Aktywiści środowiskowi coraz częściej upominają się o wprowadzenie nowej kategorii osób prawnych obejmującej rzeki. Najsłynniejszymi przykładami są personifikacje Whanganui w Nowej Zelandii oraz kanadyjskiej Magpie. Zorientowane środowiskowo media posyłają w świat te postulaty, ponieważ bardzo pozytywnie przemawia to do najczęściej lewicowo zorientowanych odbiorców. Oto rozwiązuje się problem przez przydanie podmiotowości, sugerując, że przez jej brak dochodzi do degradacji świata oraz moralnej niesprawiedliwości. To zgrabna zagrywka, bo uderza naraz w dwie struny: po pierwsze, podaje łatwe rozwiązanie złożonego problemu, a po drugie, bije w tony inkluzywności. Atrakcyjna, pod względem emocjonalnym, jest też personifikacja natury, bliska laickiej, skupionej na przyrodzie duchowości niektórych przedstawicieli nurtu ekologicznego.

Wciąż mówimy o rzece

W nauce prawa cywilnego wyróżnia się zasadniczo dwie grupy koncepcji osób prawnych. Według pomysłu F.C. von Savigny’ego osoba prawna nie może istnieć naprawdę – jest wyłącznie fikcją, pewnym zabiegiem myślowym przydatnym na potrzeby stanowienia i stosowania prawa. Są natomiast autorzy (wśród nich chociażby F. Zoll), według których osoba prawna jest realnie istniejącym bytem społecznym. Zgodnie z art. 33 kodeksu cywilnego osobami prawnymi są Skarb Państwa oraz jednostki organizacyjne, którym ustawa przyznaje osobowość prawną.

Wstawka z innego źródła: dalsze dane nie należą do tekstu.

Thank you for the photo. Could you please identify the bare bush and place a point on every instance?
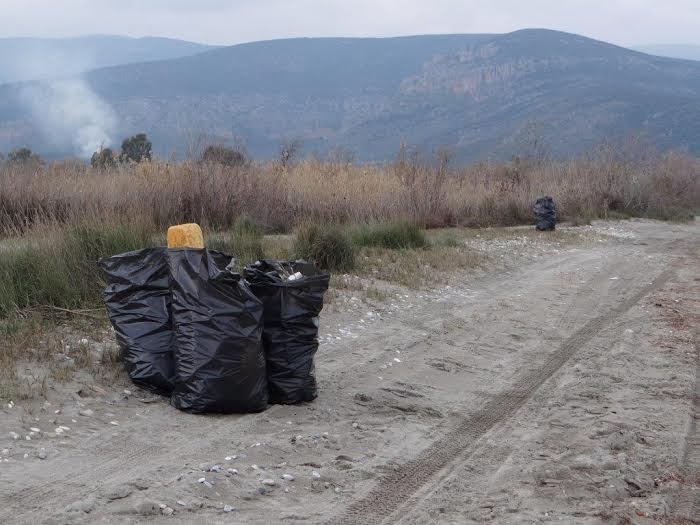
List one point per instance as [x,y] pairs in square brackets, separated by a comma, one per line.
[428,192]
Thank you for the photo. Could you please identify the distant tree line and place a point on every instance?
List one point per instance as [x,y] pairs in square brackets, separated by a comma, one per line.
[134,149]
[138,148]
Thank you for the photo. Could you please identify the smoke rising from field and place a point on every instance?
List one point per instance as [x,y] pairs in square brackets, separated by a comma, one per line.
[67,111]
[70,114]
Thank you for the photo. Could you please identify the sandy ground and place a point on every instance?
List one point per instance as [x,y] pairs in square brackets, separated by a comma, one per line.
[559,386]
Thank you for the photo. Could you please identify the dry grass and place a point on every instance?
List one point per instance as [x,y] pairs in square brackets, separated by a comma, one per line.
[57,219]
[158,194]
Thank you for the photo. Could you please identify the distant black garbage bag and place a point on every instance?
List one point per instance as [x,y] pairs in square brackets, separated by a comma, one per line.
[219,358]
[290,333]
[137,298]
[545,214]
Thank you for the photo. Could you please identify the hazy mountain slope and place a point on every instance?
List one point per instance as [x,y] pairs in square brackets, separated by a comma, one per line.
[682,51]
[33,58]
[475,93]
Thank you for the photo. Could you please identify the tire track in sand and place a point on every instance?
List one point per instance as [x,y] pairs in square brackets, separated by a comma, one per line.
[395,489]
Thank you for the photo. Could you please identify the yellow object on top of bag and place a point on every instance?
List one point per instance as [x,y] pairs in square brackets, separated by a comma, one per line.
[185,236]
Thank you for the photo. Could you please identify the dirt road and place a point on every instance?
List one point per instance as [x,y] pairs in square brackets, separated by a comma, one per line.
[561,387]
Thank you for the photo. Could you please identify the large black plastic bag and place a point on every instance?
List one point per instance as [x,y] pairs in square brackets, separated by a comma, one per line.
[545,214]
[290,333]
[137,298]
[219,359]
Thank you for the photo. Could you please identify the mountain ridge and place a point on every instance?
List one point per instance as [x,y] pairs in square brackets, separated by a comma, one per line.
[477,94]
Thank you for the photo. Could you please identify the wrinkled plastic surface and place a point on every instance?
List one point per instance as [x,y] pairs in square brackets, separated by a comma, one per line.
[219,358]
[137,298]
[290,333]
[545,214]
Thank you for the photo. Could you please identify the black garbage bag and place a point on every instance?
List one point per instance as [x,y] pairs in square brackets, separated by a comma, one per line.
[290,333]
[545,214]
[137,298]
[219,358]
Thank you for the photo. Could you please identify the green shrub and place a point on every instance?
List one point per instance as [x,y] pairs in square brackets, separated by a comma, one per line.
[328,247]
[395,236]
[62,270]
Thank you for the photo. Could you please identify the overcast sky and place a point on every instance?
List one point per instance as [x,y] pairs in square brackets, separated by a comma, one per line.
[625,22]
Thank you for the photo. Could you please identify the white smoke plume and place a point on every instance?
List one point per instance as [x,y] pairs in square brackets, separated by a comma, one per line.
[71,115]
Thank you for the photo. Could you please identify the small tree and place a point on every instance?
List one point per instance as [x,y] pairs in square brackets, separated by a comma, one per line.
[103,159]
[136,148]
[225,155]
[288,152]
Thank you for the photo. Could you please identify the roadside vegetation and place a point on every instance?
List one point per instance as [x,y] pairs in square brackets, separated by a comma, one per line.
[402,223]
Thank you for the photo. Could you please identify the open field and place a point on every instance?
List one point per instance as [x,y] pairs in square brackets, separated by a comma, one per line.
[498,377]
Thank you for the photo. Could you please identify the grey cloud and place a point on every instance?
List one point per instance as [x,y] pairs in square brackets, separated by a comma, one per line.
[228,22]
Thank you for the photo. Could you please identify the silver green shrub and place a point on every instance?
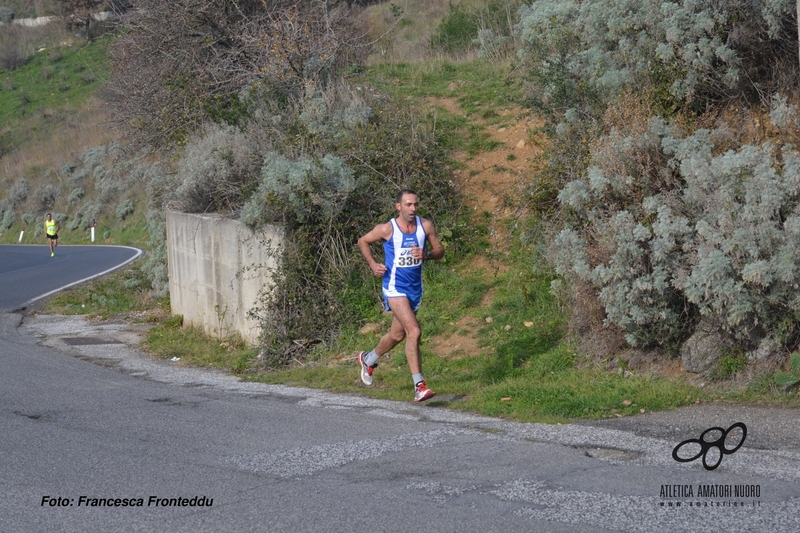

Zasadniczym z punktu widzenia poznania istoty osobowości prawnej jest pojęcie jednostki organizacyjnej, która – jak twierdzi J. Frąckowiak, „służy – tak zresztą jak wszystkie konstrukcje prawne – regulacji stosunków pomiędzy ludźmi. Jest to więc podobnie jak norma prawna i stosunek prawny, stosunek społeczny pomiędzy ludźmi uregulowany przez prawo”. Konstrukcja osoby prawnej w polskim porządku prawnym ma więc charakter społeczny – jest ona uregulowaniem stosunków społecznych pomiędzy osobami: członkami struktur i organami z nich złożonych.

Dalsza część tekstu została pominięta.